Martin Guilty of Reckless Homicide.
So CourtTV reports.

5/17/05>

So, why did it end up as reckless homicide? Two general thoughts.

The first issue is why it wasn’t the greater charge of second-degree murder. That seems likely to have been the defense’s succcessful pointing at others having access to the panel and the story of the ride as having trouble in general. I think a jury could reasonably conclude that someone else may well have put the jumper in place but that Martin was reckless in failing to see and investigate the jumper, or, alternatively, that he put it there but didn’t fully appreciate the danger created due to the alleged lack of a complete manual.


But why not acquittal? Lots of observers thought that might be coming, and even the victim’s son said he wasn’t sure he’d vote to convict.


I think the defense experts may have overreached in arguing that the ride could not have operated without the jumper in place. The evidence indicated that the ride had in fact operated evidently without it, as ride operators testified that the ride would stop working due to restraints not being in place—and if the jumper was in place, that wouldn’t have happened, so that is pretty solid evidence that in fact the jumper was not required for the ride to operate. If the jury concluded that those experts were overreaching in those statements, they’re likely to have considered the defense testimony more generally to be lacking in credibility.


Regardless, the civil case against Zamperla is at least more interesting now than it was before.

5/17/05

Juror interview is here.
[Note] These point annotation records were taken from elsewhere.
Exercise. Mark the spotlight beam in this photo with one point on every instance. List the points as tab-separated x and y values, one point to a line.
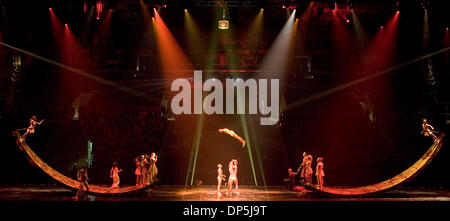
325	93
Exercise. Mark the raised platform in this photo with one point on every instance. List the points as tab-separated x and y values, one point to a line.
71	183
405	176
202	193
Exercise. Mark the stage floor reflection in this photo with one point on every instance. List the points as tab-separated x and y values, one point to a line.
208	193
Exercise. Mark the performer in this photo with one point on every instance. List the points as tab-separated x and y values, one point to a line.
427	129
291	180
114	174
303	168
83	179
233	134
309	170
232	167
138	171
30	129
146	170
220	177
319	172
153	170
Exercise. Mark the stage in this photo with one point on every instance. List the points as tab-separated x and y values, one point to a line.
208	193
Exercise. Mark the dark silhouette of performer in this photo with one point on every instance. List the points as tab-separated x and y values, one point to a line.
30	129
83	179
427	129
291	180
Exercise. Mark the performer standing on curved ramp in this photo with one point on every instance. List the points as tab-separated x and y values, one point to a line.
30	129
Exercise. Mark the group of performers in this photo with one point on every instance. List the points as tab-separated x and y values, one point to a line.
306	172
232	179
146	169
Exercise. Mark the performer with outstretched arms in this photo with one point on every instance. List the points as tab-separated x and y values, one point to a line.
30	129
83	179
232	167
309	171
220	177
319	172
153	170
233	134
303	169
427	129
114	174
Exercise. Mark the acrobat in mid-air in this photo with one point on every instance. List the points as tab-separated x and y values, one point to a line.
427	129
220	178
233	134
232	167
30	129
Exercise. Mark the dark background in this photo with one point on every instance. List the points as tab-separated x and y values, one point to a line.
356	151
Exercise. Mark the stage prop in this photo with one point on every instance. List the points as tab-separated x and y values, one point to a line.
71	183
403	177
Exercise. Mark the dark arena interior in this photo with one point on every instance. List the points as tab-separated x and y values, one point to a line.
355	80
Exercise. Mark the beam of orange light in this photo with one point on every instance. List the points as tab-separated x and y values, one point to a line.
174	61
384	43
303	27
57	29
446	39
104	29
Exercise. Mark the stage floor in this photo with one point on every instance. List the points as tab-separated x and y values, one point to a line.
208	193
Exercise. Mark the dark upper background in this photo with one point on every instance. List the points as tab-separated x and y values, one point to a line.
356	151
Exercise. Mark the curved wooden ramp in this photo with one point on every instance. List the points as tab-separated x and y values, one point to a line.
74	184
405	176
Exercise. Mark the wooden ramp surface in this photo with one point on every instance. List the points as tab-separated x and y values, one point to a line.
405	176
68	181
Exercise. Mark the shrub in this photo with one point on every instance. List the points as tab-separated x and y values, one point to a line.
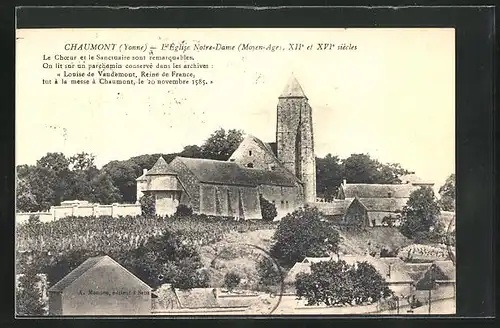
337	283
304	232
148	205
268	209
29	295
231	280
270	274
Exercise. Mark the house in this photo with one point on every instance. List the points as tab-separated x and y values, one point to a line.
398	280
283	172
100	286
382	202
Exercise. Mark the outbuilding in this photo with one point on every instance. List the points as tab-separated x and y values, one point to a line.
100	286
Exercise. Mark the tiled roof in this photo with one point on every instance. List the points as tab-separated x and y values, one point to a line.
371	190
384	204
413	178
293	89
221	172
76	273
196	298
447	268
161	168
336	207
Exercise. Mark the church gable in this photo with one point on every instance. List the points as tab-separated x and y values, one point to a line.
253	153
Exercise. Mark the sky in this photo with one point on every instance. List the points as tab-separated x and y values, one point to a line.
393	97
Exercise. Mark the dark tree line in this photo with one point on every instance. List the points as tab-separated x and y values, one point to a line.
56	178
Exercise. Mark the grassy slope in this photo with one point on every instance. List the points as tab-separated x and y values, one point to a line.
234	253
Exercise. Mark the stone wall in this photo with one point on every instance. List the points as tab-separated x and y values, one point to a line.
58	212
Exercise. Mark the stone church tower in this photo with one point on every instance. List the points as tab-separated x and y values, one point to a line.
294	136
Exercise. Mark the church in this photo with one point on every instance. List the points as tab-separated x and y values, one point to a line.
283	173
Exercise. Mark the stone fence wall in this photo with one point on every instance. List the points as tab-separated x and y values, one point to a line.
58	212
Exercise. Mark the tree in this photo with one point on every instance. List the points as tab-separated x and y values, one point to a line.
269	272
361	168
304	232
267	209
29	295
447	194
54	161
103	189
329	173
337	283
166	258
123	175
82	161
148	205
221	145
231	280
419	219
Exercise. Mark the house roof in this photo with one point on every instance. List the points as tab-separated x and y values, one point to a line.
295	270
161	168
447	268
85	267
196	298
371	190
336	207
293	89
142	177
229	173
384	204
316	259
76	273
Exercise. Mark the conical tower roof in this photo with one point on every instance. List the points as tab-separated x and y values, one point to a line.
161	168
293	89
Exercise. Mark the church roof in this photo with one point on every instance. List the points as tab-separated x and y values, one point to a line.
372	190
222	172
292	89
161	168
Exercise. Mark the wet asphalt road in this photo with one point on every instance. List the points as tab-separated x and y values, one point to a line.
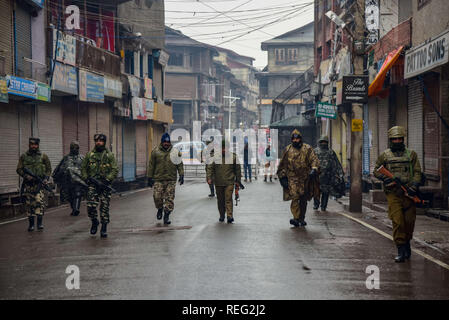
258	257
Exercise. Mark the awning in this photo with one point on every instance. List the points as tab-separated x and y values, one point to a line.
376	86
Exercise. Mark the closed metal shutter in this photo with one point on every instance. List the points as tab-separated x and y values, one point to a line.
50	131
141	150
415	118
6	48
23	41
129	150
432	129
9	155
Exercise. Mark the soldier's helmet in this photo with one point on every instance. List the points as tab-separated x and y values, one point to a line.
396	132
296	134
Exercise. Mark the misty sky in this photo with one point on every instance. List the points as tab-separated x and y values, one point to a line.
242	24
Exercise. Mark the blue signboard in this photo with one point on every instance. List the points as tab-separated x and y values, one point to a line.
22	87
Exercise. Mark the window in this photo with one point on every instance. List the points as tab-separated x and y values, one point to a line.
176	59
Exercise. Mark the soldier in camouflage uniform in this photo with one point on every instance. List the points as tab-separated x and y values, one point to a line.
39	164
68	176
331	173
298	175
404	165
225	176
99	164
163	168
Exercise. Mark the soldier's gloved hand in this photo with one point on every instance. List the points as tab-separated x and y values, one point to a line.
284	182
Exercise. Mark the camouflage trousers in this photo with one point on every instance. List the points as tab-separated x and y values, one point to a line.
164	195
224	200
34	201
97	197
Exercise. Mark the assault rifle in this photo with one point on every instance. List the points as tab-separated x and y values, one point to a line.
388	174
39	180
237	187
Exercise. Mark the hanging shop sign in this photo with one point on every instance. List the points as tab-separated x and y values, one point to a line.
355	89
3	90
65	79
427	56
112	87
91	87
325	110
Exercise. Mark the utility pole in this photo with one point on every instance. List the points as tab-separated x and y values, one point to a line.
355	197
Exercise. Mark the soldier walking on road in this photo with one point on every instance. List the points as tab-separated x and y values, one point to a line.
298	175
68	176
99	170
39	166
331	173
162	173
225	177
406	169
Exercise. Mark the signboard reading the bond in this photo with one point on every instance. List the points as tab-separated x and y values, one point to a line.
325	110
427	56
355	89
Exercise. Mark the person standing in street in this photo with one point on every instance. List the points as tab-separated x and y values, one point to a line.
39	167
298	175
68	176
331	173
99	169
162	174
225	176
406	169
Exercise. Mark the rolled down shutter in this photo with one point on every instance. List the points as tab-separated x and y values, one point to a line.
141	148
415	118
50	132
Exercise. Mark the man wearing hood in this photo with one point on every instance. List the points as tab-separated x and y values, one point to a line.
331	173
68	176
405	167
99	164
298	175
39	164
164	165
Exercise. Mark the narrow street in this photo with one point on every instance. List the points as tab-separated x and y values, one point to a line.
259	257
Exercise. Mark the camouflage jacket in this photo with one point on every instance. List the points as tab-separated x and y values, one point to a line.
38	163
161	167
223	174
331	171
99	165
68	170
296	165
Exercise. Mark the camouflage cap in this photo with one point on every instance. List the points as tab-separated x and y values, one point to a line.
324	138
34	140
396	132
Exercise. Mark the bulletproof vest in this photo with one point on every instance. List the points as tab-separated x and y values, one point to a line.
34	163
399	166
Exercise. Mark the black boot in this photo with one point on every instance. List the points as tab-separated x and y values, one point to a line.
401	253
93	229
103	231
408	250
39	222
159	213
31	225
166	217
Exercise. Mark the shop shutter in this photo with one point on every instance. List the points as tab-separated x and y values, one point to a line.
50	131
141	148
415	118
432	128
6	48
129	150
9	155
23	41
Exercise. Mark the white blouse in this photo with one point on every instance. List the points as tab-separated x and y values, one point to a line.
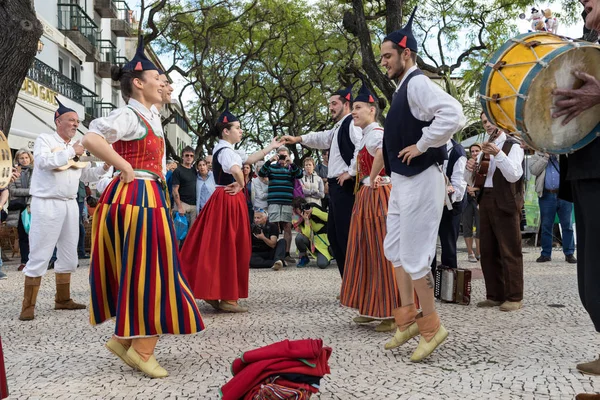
229	157
124	124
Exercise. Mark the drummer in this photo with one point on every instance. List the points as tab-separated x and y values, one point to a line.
582	169
500	219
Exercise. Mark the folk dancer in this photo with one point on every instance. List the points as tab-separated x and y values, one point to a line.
421	120
369	283
216	253
135	271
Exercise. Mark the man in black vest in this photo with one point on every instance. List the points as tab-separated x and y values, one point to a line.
500	203
454	169
421	120
341	140
582	169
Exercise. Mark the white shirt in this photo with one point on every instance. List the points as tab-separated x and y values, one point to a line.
427	102
372	139
509	165
229	157
457	180
328	140
124	124
48	183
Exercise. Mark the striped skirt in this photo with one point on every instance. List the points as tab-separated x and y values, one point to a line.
369	283
134	270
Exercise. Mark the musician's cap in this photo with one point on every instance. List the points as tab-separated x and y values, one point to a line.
62	109
227	117
140	62
365	95
345	93
404	37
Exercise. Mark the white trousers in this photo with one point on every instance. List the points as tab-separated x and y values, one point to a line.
414	215
54	223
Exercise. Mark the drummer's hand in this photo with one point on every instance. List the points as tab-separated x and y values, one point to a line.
577	100
471	165
408	153
490	148
79	149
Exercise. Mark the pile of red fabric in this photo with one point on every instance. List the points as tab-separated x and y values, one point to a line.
283	370
3	383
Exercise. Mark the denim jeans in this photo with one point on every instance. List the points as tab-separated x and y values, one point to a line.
550	205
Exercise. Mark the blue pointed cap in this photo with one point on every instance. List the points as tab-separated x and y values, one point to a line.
140	62
365	95
61	109
404	37
227	117
345	93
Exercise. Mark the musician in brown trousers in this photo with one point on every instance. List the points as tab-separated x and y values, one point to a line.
500	204
582	169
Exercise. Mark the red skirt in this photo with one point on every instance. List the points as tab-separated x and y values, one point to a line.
215	257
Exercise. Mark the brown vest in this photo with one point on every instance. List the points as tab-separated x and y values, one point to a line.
509	197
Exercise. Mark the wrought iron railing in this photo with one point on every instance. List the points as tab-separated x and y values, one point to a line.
51	78
124	12
103	109
72	17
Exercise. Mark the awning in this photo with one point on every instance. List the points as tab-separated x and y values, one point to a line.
28	122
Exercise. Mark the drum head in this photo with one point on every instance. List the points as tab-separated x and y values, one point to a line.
5	162
546	133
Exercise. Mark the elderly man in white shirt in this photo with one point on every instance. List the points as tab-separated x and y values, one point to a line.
342	140
456	185
54	211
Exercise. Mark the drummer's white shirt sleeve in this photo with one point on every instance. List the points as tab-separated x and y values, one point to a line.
427	102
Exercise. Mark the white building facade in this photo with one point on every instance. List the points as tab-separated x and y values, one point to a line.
82	39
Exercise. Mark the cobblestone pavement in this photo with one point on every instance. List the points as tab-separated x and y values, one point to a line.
528	354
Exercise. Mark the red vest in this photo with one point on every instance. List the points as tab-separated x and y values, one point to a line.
144	154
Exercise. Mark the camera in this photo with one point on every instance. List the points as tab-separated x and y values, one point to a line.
256	229
305	207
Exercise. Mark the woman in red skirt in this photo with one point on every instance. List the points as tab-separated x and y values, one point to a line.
369	284
134	270
216	253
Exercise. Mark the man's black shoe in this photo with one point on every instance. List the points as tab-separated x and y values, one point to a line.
571	259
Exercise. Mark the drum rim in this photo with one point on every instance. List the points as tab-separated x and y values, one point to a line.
487	72
524	91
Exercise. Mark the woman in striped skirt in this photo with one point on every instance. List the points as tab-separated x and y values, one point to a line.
135	273
369	284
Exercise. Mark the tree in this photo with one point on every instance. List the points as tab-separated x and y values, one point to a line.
20	32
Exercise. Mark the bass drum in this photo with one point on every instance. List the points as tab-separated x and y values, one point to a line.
5	162
516	90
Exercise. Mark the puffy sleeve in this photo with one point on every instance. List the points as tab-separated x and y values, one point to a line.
120	123
228	158
374	141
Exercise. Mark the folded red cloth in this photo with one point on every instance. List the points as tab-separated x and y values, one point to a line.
252	374
3	383
305	348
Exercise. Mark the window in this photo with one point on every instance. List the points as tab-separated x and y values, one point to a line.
74	73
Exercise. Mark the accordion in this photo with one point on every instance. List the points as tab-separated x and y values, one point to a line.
453	285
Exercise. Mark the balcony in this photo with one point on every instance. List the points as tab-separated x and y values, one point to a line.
75	24
107	57
122	25
106	8
51	78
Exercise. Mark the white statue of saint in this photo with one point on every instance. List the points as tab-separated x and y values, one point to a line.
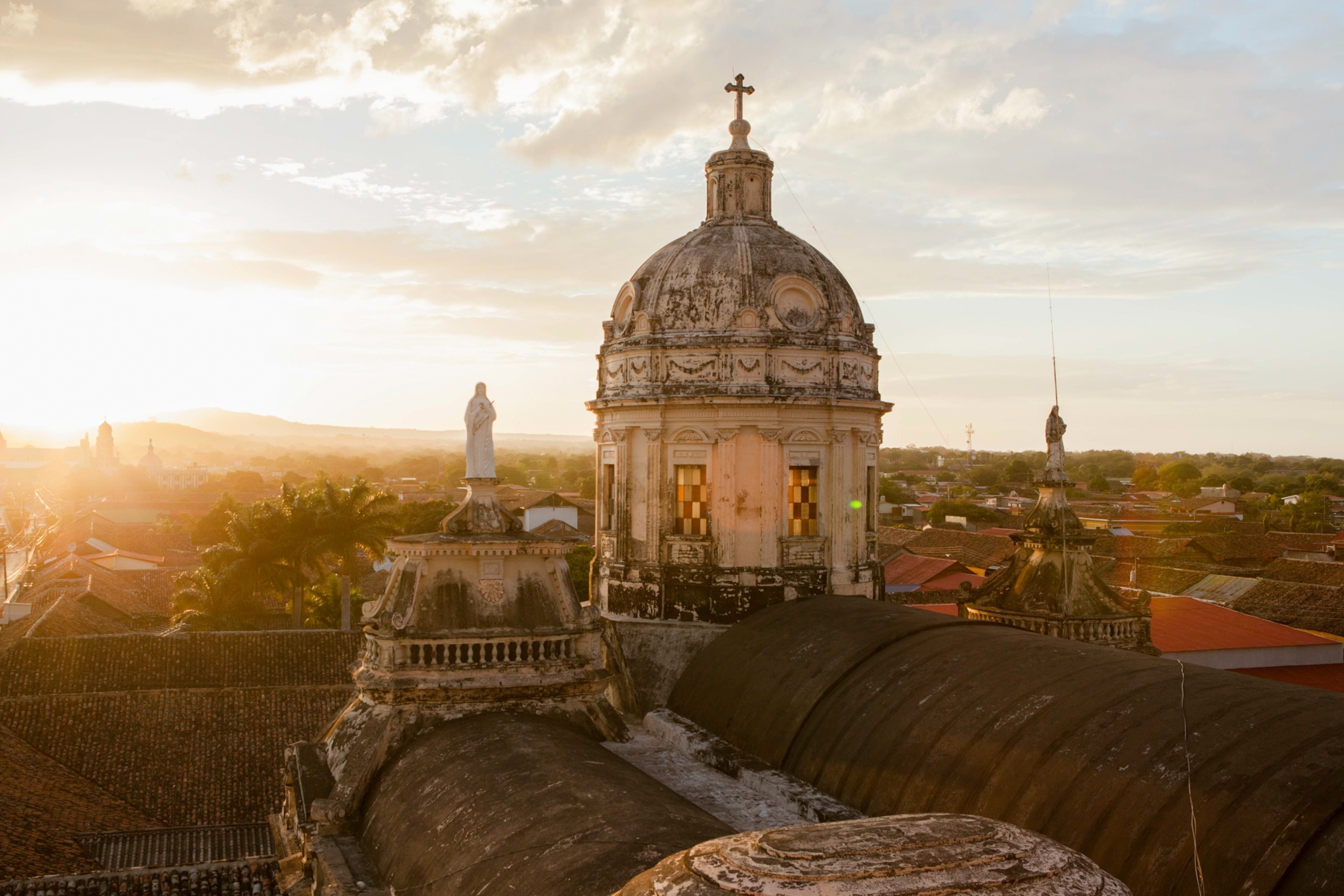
480	436
1056	446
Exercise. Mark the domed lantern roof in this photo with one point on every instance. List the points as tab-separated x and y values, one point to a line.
738	280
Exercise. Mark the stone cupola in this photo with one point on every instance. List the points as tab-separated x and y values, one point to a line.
738	417
478	617
1051	586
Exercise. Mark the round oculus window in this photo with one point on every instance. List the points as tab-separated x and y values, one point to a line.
796	308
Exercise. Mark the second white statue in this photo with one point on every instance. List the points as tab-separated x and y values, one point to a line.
480	436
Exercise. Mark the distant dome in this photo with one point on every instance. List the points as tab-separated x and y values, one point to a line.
705	280
151	462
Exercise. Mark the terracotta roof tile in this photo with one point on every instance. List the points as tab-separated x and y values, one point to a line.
912	569
1328	676
45	805
1186	624
72	616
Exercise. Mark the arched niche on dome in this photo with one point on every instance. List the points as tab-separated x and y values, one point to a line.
690	434
624	309
798	303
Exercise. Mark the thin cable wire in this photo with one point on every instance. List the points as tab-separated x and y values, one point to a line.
867	308
1054	367
1190	789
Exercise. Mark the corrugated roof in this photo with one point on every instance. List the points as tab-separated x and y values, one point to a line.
1308	571
1184	624
1221	589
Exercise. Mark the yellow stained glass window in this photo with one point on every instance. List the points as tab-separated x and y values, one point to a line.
803	500
691	501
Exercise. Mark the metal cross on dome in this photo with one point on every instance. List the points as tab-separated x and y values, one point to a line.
738	89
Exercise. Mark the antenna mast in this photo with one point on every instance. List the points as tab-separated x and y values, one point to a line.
1054	367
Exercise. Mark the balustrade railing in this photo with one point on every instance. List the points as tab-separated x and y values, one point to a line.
1092	630
478	652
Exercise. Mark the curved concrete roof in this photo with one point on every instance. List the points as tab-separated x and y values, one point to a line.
508	804
896	710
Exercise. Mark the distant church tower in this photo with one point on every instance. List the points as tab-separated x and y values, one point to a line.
105	453
738	418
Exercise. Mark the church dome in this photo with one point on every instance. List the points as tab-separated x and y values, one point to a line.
710	277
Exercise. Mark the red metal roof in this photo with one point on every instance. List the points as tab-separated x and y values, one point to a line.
952	579
912	569
945	609
1186	624
1328	676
Seems to match up with my thoughts on the jury’s thinking.

7/26/05

I don’t have the sense if it’s unusual for the charge for which he was convicted, but Charles Martin was sentenced to probation in the Hawk death at Rockin’ Raceway.


I’ll eventually try to look to see if jail time is common in Tennessee. I suspect the sentence reflects some hesitation by the judge on whether the evidence fully supported a conclusion that Martin in fact placed the jumpers there, or instead simply should have been aware of them. (The judge refused a motion for acquittal or new trial, so I expect he agrees with the jury that Martin did something wrong.)

8/26/05

The family of Carol Sevier, killed on the Hawk (Zamperla) at Rockin’ Raceway, has settled their lawsuit against the park owner. Their products liability suit against Zamperla remains active. I’ve written fairly extensively about the case (especially about the criminal trial last spring); search for “Hawk” in the search box and you should find most everything.